If you watched Jay Rockefeller -- he being one of the three under criminal investigation for leaking details of a top-secret satellite program -- huffing and puffing about what the Senate Intelligence Committee wasn't doing but should, you heard every whine the liberals have about the war. Not only should they be investigating former DoD Undersecretary for Policy Doug Feith, but they should also be investigating: detainee abuse, interrogation methods, rendition of terrorist prisoners to other nations and -- yes -- the whole issue of whether intelligence was manipulated by the Bush administration to lie America into war.

The problem that Rockefeller, Reid, and the rest have is that Pat Roberts's committee is working hard on precisely what the Senate agreed to in February of 2004. And they were about to get the next stage next week when Reid, Rockefeller, and Durbin blew it all up today.

Now, after all that kerfuffle, all today's intense scrutiny on Senate process -- and all the intensely personal insults traded behind closed doors -- all the Dems managed to get was agreement that a group of six senators would look at what the Intelligence Committee is doing and report back on its schedule.

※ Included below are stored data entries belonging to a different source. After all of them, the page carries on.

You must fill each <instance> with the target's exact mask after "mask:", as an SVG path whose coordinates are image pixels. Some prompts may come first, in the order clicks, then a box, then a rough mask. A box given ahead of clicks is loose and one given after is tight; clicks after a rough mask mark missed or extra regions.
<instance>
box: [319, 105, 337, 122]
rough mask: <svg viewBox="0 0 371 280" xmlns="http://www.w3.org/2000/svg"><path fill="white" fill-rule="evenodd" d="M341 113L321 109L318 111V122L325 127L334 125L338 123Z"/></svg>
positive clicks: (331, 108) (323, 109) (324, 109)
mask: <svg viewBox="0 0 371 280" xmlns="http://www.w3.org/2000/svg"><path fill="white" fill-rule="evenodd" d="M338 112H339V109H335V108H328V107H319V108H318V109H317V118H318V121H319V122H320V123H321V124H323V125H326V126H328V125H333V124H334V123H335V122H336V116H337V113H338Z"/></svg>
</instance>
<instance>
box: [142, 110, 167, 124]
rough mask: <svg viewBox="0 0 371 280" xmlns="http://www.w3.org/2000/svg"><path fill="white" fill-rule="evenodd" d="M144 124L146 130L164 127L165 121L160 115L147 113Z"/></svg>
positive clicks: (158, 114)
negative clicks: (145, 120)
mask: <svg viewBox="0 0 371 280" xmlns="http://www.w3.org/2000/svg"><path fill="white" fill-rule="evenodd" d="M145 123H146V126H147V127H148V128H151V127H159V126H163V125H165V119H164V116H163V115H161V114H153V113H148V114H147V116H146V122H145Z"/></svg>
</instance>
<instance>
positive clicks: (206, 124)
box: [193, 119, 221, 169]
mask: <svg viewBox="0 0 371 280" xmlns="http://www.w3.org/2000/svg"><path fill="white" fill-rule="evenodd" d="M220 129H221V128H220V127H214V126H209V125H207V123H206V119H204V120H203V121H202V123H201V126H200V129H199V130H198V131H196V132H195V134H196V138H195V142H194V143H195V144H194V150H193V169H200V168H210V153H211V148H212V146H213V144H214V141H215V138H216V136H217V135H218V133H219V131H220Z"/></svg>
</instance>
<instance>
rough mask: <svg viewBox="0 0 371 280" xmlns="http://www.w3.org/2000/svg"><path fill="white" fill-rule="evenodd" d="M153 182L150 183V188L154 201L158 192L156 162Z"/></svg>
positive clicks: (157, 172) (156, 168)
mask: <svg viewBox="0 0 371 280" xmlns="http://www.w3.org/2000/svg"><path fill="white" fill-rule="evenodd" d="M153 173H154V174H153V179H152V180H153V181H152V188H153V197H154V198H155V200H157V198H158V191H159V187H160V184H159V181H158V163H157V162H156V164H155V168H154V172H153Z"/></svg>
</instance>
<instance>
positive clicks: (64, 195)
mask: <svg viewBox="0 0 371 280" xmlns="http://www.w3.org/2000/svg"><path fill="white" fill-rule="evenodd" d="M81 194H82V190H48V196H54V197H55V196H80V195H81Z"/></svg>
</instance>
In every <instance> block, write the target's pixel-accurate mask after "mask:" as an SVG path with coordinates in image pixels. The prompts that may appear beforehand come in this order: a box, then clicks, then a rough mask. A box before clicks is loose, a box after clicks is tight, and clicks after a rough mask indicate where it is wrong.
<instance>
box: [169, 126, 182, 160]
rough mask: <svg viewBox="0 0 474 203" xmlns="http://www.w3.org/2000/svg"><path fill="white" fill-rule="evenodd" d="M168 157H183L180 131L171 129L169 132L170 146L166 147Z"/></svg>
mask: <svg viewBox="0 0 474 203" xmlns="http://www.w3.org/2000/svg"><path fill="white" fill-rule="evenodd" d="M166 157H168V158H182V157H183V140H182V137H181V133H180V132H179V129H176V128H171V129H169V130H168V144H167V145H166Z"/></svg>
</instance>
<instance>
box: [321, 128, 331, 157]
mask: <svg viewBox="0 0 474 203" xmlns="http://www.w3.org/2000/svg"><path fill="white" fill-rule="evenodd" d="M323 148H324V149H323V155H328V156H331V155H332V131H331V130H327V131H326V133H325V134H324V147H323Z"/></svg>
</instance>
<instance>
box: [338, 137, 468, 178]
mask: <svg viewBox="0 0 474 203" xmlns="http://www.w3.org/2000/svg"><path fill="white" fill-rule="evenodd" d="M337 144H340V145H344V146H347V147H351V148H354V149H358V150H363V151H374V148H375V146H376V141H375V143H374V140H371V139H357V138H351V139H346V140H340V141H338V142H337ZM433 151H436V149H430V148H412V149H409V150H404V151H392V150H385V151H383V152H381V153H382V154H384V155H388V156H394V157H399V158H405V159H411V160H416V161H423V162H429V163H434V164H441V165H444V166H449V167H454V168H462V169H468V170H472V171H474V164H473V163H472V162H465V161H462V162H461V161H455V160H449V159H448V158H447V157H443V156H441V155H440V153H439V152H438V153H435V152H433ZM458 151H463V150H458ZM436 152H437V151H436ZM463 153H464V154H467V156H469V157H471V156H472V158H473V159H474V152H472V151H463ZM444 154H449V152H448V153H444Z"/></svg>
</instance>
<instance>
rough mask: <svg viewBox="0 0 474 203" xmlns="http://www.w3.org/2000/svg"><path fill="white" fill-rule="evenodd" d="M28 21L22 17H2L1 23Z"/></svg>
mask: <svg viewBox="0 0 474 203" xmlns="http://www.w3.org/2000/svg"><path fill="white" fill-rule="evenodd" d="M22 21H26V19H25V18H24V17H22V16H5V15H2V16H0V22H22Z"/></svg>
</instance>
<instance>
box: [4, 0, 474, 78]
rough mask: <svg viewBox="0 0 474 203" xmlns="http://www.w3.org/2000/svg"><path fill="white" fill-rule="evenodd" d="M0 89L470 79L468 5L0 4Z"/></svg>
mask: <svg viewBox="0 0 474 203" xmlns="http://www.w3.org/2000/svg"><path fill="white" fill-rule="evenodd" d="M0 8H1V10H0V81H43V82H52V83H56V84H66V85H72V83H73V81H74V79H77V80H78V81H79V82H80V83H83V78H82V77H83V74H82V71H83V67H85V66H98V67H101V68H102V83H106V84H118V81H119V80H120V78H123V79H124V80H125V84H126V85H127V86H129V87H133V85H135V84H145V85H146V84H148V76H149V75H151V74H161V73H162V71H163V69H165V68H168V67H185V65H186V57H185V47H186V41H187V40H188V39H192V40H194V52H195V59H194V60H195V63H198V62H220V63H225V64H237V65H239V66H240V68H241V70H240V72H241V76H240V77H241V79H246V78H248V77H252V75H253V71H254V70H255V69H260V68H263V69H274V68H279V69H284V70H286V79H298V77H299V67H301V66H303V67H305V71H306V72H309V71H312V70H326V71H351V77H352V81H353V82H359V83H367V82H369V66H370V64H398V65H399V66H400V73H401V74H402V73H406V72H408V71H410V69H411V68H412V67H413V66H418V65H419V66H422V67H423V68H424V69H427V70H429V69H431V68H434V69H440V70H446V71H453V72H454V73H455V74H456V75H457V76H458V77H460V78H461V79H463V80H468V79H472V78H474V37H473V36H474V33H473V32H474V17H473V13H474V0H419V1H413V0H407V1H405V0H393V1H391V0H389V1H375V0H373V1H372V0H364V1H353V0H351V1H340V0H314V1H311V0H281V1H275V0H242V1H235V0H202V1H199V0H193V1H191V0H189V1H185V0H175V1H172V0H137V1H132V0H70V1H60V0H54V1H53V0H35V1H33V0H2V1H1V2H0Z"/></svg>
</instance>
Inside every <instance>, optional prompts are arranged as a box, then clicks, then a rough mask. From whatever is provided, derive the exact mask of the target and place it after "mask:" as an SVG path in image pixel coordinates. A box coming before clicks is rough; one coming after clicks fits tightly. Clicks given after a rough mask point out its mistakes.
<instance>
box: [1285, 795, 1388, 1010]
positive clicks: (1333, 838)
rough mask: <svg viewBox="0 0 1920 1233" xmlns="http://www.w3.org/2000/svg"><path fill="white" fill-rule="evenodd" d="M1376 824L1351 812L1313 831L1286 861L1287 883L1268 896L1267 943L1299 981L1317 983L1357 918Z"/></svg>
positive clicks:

The best thing that comes out of today -- and it has everything to do with personalities and nothing to do with substance -- is that by this personal attack on Roberts and others today, the Dems have made it more difficult for RINOs to maneuver. McCain and his Gang of 14 will also find it a lot harder to stay together if, as seems almost certain, the Dems try to filibuster Judge Alito. Heavy-handedness by Reid helps Alito.